第1章 出会いと別れ
『何も無いといいんだけどな……』
聖は嫌な予感に顔を歪ませながら家まで駆けて行く
『さっきのあの人のことも気がかりだけど、優の怪我がどうにかなってたらどうしよ……ッ!!!!!』
な……血の匂い……!?いや、でも優のかも……
家まであと数百メートル程に来ると風に乗って血の匂いが流れてきた。
はぁ…はあ…
『お父さん!!!!!優!!!!!勇!!!!!』
家の扉を開けるとそこには血の海が広がっており、そこには血を流して倒れている勇と父、そして見知らぬ男が立っていた。
「おや、随分と戻るのが早かったな。稀血の娘。」
「聖ッ!!!!!……逃げ……ろ……!!!!!」
「五月蝿い。お前は黙っていろ。」
そういうとその男は父に向かって触手のようなものを向けた。
「ヒッ……!!」
「そうだそれで良い。男、お前は鬼にしてやる。」
「なっ……!!やめッ!!!!!……かはッ……!!」
男は父に向けた触手のようなものを首元に刺した。すると突然父は悶え苦しみだした。
『父に何をした貴様ァァァ!!!!!』
「まあ良いではないか娘。お前の父には私の血をたっぷりやっただけだ。そのうち肉の塊となり死ぬか運良く鬼になるかだ。

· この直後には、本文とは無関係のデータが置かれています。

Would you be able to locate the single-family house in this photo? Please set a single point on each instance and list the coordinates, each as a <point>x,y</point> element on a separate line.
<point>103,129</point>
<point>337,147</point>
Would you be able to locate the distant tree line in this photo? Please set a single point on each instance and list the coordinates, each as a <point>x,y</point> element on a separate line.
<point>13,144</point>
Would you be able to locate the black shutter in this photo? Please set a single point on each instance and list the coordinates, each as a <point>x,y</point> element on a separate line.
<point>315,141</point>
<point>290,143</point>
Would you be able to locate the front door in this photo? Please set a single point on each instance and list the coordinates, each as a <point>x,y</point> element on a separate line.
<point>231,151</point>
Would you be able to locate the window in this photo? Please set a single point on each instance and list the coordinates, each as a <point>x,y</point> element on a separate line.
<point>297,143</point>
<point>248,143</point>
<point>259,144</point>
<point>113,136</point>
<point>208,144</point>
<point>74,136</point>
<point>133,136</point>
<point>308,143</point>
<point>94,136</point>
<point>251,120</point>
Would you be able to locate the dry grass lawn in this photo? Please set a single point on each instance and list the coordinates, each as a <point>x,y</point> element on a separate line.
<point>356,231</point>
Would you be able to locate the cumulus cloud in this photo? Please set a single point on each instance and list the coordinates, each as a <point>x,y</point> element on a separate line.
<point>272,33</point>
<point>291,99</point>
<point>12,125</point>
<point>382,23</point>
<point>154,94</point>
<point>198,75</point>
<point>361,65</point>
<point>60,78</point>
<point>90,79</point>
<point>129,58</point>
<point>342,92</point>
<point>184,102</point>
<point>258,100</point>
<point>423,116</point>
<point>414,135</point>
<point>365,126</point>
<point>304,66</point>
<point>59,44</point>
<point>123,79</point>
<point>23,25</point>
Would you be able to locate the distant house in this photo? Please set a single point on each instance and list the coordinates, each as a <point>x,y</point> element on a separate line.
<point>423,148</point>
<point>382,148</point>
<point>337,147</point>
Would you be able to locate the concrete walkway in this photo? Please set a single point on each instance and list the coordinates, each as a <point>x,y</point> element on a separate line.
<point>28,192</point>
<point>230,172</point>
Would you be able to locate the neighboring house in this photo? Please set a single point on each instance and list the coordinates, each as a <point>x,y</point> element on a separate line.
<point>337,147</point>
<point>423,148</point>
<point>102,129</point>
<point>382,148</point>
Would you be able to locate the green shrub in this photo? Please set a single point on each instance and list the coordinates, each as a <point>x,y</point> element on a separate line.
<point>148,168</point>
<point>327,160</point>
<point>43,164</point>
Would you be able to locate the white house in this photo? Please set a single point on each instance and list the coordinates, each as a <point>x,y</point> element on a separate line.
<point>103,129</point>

自己紹介をしてやろう。私は鬼舞辻無惨という。娘、お前の名はなんという?」
『……!!俺は天野 聖だ!!お前は一体何者だ!!』
「お前の2人の弟と父の仇ということになる。」
は……?なんつったこの男……優と勇と父の仇だと……?
ッ……!!!!!殺す……殺してやる!!!!!
『鬼舞辻無惨!!!!!お前を殺してやる!!!!!』
「ふっ……殺せるものなら殺してみるが良い。」
聖は腰に差してある脇差に手をかけた。
『ア"ア"ア"ア"ア"!!!!!』
その時
「そこまでだ。女」
『ッ!?誰だお前!!どけろ!!!!!俺はこの男を殺すんだ!!!!!』
「チッ。今のお前にはこの男に傷1つ負わせることできない。諦めろ。」
「お前……柱か。」
「アァ。そうだ。鬼舞辻無惨サマよォ……!!!!!」
「お前も私を殺したいようだが今日はもう終わりだ。」
そう鬼舞辻が言うとまたベベンッと琵琶の音がなり襖が現れた。
「じゃあな。柱と天野聖よ。」
鬼舞辻は現れた襖の中へ消えていった。